Можно либо «уйти из живота» — убрать пузырь, все сделать, как надо, и уйти. А потом ходить и нервничать: а вдруг осталось там что-то, а вдруг будет рецидив болезни из-за этого, а вдруг больного опять привезут в больницу?
Мне лень уже сейчас думать об этом «привезут»; мне лень будет потом лечить его; мне надо сделать что-то, что единственно правильное, потому что иначе будет после много лишних действий, не надо лишних действий; и я сестре говорю, чтобы она мне дала такой-то и такой-то инструмент, так как я вынужден — другого нет пути — не полениться и делать операцию на протоках.

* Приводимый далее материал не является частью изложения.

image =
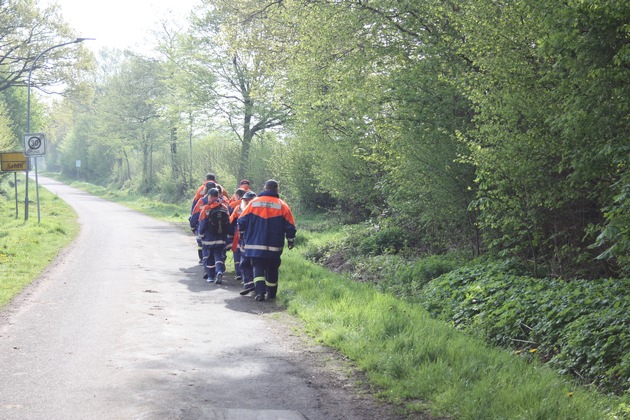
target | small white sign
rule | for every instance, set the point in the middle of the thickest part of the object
(34, 144)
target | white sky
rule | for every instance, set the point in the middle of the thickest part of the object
(121, 23)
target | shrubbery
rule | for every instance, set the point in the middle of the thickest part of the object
(580, 327)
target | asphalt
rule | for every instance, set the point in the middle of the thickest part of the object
(122, 326)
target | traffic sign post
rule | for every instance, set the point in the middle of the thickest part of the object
(13, 162)
(35, 146)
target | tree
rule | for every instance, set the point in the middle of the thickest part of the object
(132, 121)
(26, 30)
(240, 85)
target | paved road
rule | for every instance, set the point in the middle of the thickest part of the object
(122, 326)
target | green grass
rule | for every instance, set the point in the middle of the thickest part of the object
(425, 364)
(418, 362)
(28, 247)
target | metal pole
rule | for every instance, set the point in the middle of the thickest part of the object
(28, 120)
(15, 186)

И если у сестры нет этих дополнительных инструментов на ее маленьком столике, с которым она стояла рядом со мной, и она вынуждена отойти к большому общему инструментальному столу, я ругаю ее за лень, за беззаботность, за непредусмотрительность, так как все эти инструменты должны быть при ней с самого начала операции, а так вот теперь приходится идти к тому столу. Ну как ей не лень! Хорошо еще, что общий стол находится в полутора метрах от нашего.